Map Scene Construction
The game scene builder wires the map together.
class GameSceneBuilder {
HexGrid? _grid;
MapImageLayer? _imageLayer;
Future<void> build({
required Component parent,
required MapData mapData,
String? imagePath,
required MapViewMode viewMode,
required HexDisplaySettings displaySettings,
required GameTileTapCallback onTileTapped,
}) async {
_imageLayer = MapImageLayer(
config: MapConfig.defaultConfig,
cols: mapData.cols,
rows: mapData.rows,
);
await parent.add(_imageLayer!);
_grid = HexGrid(
mapData: mapData,
config: MapConfig.defaultConfig,
viewMode: viewMode,
displaySettings: displaySettings,
onTileTapped: onTileTapped,
autoSelectOnTap: false,
);
await parent.add(_grid!);
}
}
The order matters: image first, grid above it, game layers above the grid.
flowchart TD Image["MapImageLayer"] Grid["HexGrid / HexTile"] Fog["Fog of War"] Territory["City Territory"] Improvements["Field Improvements"] Units["Units"] UIHints["Movement, Selection, Action Markers"] Image --> Grid Grid --> Territory Territory --> Improvements Improvements --> Units Units --> Fog Fog --> UIHints
In practice, priorities decide exact draw order, but conceptually this is the stack: base map, structural hexes, gameplay overlays, units, fog, and interaction feedback.
Map Validation
A 4X map is not valid just because it loads.
It also has to play well.
The validator checks things like:
- player count
- total tiles
- passable tile ratio
- food resources
- luxury resources
- strategic resources
- starting positions
- first-ring passable tiles
- first-ring food
- distance between starts
- short-game pacing constraints
class MapValidationResult {
final String mapName;
final int playerCount;
final int totalTiles;
final int passableTiles;
final MapResourceSummary resources;
final List<MapStartSiteReport> startSites;
final List<MapValidationIssue> issues;
}
This is where map building becomes game design.
A map can be beautiful and still be bad for the game. If one player starts with no food, or there are too few passable tiles, or strategic resources are missing, the match may be technically playable but strategically broken.
Validation gives me a way to catch those problems before they become mysterious balance issues.
The Editor Loop
The map editor exists because content iteration needs a fast loop.
The same map model supports both the game and the editor:
flowchart LR Editor["Map Editor"] MapData["MapData"] Json["map.json"] Game["Game Runtime"] Editor --> MapData MapData --> Json Json --> Game
This is why MapData can be serialized back to JSON:
static String toJson(MapData mapData) {
final map = <String, dynamic>{
'cols': mapData.cols,
'rows': mapData.rows,
if (mapData.mapName != null) 'mapName': mapData.mapName,
if (mapData.defaultZoom != 1.0) 'defaultZoom': mapData.defaultZoom,
'tiles': mapData.tiles.map((t) => t.toJson()).toList(),
};
return const JsonEncoder.withIndent(' ').convert(map);
}
The editor is not separate from the architecture.
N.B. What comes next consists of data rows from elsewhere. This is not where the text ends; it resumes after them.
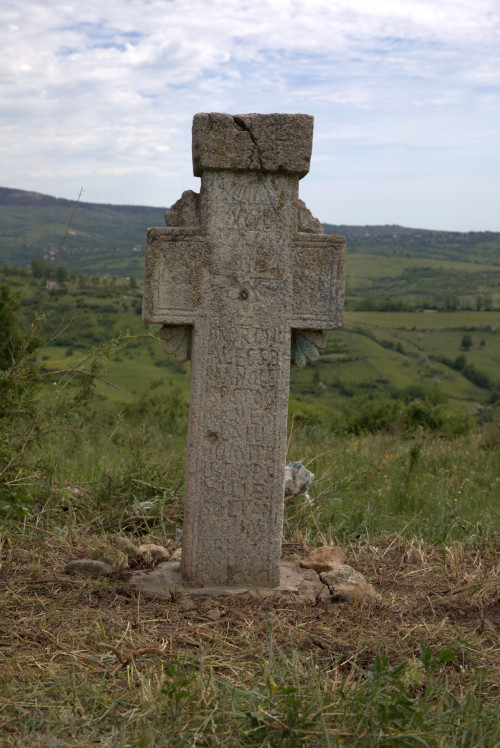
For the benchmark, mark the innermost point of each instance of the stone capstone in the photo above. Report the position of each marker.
(268, 143)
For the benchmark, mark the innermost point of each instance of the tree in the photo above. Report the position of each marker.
(9, 336)
(39, 268)
(466, 341)
(61, 274)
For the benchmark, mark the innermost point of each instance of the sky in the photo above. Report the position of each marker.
(100, 95)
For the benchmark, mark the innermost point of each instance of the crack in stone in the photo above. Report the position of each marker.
(240, 122)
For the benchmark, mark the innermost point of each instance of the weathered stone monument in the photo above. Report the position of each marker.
(240, 270)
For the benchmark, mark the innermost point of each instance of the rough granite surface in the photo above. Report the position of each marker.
(233, 270)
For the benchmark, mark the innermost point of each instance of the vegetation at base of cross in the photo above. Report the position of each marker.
(398, 420)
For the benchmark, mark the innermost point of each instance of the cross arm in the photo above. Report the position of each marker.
(318, 282)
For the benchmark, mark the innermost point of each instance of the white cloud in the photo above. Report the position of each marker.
(103, 92)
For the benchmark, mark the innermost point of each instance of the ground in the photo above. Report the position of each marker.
(89, 661)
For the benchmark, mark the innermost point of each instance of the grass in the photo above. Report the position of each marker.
(414, 505)
(90, 661)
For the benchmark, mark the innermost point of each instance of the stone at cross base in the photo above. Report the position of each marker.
(240, 273)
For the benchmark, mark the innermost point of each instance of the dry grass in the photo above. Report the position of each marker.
(88, 661)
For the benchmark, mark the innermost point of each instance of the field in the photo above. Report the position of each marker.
(398, 419)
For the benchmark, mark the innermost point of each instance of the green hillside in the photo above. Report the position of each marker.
(34, 225)
(389, 267)
(376, 364)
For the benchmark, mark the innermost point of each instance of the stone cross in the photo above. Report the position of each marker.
(231, 278)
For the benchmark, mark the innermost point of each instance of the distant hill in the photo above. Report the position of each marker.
(472, 246)
(110, 238)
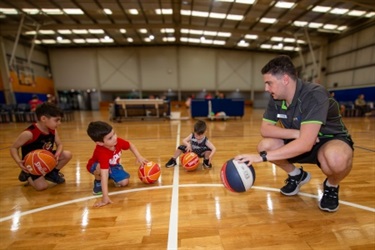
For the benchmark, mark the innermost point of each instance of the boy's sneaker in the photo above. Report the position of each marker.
(97, 190)
(330, 199)
(55, 176)
(207, 165)
(171, 163)
(23, 176)
(293, 183)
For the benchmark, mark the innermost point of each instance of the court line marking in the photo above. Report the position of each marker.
(18, 215)
(173, 216)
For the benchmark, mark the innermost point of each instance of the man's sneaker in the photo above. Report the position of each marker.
(171, 163)
(23, 176)
(293, 183)
(55, 176)
(330, 199)
(97, 190)
(206, 164)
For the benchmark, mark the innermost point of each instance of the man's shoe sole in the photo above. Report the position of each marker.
(306, 180)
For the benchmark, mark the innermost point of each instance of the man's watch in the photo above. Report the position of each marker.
(263, 154)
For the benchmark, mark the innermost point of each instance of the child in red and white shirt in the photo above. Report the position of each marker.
(105, 161)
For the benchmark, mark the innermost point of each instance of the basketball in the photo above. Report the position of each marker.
(236, 176)
(190, 161)
(149, 172)
(40, 162)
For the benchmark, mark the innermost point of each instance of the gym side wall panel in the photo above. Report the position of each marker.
(197, 66)
(233, 70)
(74, 68)
(118, 69)
(158, 67)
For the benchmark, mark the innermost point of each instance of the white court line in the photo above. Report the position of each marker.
(173, 217)
(18, 215)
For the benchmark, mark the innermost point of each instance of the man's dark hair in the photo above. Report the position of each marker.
(97, 130)
(280, 65)
(200, 127)
(49, 110)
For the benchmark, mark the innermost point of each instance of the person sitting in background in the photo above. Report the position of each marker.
(34, 102)
(342, 106)
(361, 105)
(51, 99)
(219, 95)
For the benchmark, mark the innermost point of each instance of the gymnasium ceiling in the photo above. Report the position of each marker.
(232, 24)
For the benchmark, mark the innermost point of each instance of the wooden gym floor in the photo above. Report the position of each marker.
(185, 210)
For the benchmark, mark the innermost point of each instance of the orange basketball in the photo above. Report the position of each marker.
(39, 162)
(149, 173)
(190, 161)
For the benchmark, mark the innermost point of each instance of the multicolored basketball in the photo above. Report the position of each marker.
(149, 172)
(190, 161)
(236, 176)
(39, 162)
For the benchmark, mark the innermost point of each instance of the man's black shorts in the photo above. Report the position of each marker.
(312, 156)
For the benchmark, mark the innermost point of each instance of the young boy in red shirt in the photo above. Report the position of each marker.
(105, 161)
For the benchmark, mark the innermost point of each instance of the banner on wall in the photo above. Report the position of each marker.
(25, 74)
It uses the same data shape the game uses. That keeps content creation honest.
The Boundary I Care About
The map knows terrain, resources, height, coordinates, and dimensions.
It does not know who owns a city. It does not know which unit is selected. It does not know which player is active. It does not know how combat works.
Those belong to game state and domain rules.
But game systems can ask the map questions:
- What tile is at this coordinate?
- Is this tile passable?
- What terrain is here?
- How high is this tile?
- Which hexes are neighbors?
- Is this city site valid?
- Can fog propagate through this terrain?
That boundary keeps the map reusable.
The renderer can draw it. The editor can modify it. The AI can analyze it. The domain can use it for rules.
The Rule I Use
The map is content, geometry, and terrain truth.
It is not the whole game.
That distinction matters because it lets Age of New Worlds build many systems on top of the same foundation: movement, fog of war, city placement, AI planning, validation, rendering, and editor tooling.
A good 4X map is not only something the player looks at. It is something the whole game reasons about.